第23話 戦闘と傷心
ゴブリンとの戦闘。
「落ち着け!俺達は話しをしに来たんだ!」
俺はゴブリン達の攻撃を避け、訴える。
だか、ゴブリン達は武器を下ろさない。
「おお、魔王様彼らは攻撃する気みたいですね」
「だからってなんでアイラは離れた場所にいるんだ!」
「心配しないで下さい。馬は守ります」
「いや、俺も守ってくれよ!」
「何かあれば援護ぐらいはできるので」
「援護して!今すぐして!うぉ!?」
ゴブリンの攻撃を避けながらアイラに訴えるも応援されるのみ。なんだこの部下、なんか最近部下の立ち位置じゃあないよな?
部下を持つ上司ってこんな苦労するのか?
そんな事を考えてるからか俺は躓いてしまった。
隙を見せた獲物を狩るゴブリン。
「魔王様!」
アイラの声が聞こえる。
振り下ろされた刀がスローモーションで見える。
馬の鳴き声が聞こえる。
血飛沫が……。
「あれ?生きてる」
俺は体を確認するも傷一つない。
しかし、目の前のゴブリンの頭がなかった。
「間に合った」
顔を向けると騎士がいた。
刀にはゴブリンの血が。
「さあ、ゴブリンども根絶やしにしてやる。
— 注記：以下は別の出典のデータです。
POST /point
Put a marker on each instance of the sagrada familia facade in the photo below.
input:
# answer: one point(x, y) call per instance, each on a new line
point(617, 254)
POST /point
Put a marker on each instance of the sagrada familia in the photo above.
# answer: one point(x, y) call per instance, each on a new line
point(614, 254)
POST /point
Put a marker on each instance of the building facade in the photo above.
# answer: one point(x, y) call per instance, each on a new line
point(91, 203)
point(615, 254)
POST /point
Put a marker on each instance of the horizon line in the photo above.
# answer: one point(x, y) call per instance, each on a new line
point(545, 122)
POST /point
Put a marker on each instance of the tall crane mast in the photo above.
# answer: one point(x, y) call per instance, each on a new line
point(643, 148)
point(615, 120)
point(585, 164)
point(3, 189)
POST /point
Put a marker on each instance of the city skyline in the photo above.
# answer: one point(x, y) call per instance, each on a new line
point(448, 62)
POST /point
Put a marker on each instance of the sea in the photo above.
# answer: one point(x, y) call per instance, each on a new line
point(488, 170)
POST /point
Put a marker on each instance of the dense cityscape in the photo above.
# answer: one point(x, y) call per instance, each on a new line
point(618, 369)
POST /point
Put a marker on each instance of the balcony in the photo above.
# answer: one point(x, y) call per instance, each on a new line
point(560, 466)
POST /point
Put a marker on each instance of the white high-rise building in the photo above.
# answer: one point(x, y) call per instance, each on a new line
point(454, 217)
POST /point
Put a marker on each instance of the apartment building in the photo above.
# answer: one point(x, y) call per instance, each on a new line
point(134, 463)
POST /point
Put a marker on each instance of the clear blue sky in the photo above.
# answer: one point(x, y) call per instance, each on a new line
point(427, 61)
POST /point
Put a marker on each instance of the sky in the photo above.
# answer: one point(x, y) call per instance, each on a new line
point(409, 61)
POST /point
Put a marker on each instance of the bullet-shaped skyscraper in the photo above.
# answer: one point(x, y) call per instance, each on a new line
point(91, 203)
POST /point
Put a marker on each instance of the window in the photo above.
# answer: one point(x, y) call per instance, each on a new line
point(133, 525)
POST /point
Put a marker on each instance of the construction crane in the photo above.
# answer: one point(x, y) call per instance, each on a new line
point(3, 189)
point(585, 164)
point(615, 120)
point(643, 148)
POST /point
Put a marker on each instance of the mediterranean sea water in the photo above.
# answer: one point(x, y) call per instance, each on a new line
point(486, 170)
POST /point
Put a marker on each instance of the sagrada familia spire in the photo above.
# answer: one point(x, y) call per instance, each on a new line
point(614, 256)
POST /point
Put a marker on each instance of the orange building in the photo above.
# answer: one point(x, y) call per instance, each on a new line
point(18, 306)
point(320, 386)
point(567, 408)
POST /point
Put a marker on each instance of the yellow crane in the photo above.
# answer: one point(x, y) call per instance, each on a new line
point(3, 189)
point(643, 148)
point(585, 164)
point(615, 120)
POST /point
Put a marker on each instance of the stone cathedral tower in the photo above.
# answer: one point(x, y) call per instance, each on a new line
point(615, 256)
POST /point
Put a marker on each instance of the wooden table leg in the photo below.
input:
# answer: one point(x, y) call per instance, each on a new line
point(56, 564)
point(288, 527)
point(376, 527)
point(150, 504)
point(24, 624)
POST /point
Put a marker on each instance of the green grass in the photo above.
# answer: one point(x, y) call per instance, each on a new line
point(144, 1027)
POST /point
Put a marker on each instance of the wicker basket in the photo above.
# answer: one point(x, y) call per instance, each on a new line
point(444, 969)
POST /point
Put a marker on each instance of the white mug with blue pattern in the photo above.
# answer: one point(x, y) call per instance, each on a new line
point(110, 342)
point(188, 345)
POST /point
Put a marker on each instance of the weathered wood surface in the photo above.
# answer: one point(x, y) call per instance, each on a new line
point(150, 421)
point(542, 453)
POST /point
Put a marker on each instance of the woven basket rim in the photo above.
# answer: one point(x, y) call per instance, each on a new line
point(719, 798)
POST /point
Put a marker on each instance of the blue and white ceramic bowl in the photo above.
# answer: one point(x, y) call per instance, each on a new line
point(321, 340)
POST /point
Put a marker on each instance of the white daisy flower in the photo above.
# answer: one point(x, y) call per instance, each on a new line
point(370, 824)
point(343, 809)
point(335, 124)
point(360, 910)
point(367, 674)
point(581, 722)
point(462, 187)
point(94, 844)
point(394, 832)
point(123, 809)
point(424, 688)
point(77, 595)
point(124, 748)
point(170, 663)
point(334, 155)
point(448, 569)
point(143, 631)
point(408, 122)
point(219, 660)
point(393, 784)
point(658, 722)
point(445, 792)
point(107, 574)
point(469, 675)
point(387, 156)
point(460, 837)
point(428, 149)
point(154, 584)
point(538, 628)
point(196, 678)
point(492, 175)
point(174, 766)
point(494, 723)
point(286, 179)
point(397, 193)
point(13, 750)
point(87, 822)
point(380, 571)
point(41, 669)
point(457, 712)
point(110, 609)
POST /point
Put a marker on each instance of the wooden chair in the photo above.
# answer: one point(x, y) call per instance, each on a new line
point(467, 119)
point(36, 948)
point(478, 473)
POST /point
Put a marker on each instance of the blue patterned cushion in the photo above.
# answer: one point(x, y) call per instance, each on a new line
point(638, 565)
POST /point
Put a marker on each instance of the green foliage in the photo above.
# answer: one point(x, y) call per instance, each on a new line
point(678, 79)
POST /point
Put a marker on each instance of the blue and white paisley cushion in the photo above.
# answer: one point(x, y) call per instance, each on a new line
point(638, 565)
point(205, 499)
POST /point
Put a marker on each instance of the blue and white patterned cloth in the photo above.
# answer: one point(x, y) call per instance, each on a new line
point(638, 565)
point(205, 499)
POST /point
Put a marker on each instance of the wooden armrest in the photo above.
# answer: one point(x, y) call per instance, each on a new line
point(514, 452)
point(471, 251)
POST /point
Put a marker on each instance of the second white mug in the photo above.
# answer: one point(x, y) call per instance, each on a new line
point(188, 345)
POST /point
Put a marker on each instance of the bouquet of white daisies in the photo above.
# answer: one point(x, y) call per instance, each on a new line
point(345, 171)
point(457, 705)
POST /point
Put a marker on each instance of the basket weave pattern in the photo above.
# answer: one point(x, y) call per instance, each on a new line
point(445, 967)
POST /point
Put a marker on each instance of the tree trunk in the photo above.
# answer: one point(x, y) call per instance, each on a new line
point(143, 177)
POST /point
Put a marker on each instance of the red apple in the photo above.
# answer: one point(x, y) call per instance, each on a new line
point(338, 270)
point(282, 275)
かかれ」
「「うぉー!」」
騎士の掛け声で大勢の軍隊がゴブリン達を制圧していく。
「大丈夫ですか」
「えぇ、ありがとうございます」
俺は騎士にお礼を言う。
そして、騎士は俺を軽々と持ち上げ、格好はお姫様抱っこ。
「大事なお客様に怪我があってはなにません。さあこちらに」
騎士はその格好のままアイラの場所まで連れてってくれた。
大きな体に、筋肉がわかる。背も高く、顔はハンサムだろう。
俺が乙女なら恋に落ちる音が聞こえる。
「魔王様大丈夫ですか!」
「おぉ、アイラ問題ない」
駆け寄ってくるアイラに俺は言葉を発するのが精一杯。
あと少し遅ければ、死。
今感じる、生きてる。
「これが、戦場」
生と死が繰り返す場所。
俺は少し侮っていた。
ゲームや漫画ならかっこ良く戦える主人公。俺は違った。
いつも逃げていた。
助けてもらっていた。
「魔王様、ゴブリン達が退いていきます」
軍隊には勝てないと思ってか、死んだ仲間を置いて山に帰るゴブリン達。
「奴らをにがすな!少しでも多く倒せ!」
騎士の掛け声で軍隊はゴブリンを追い詰める。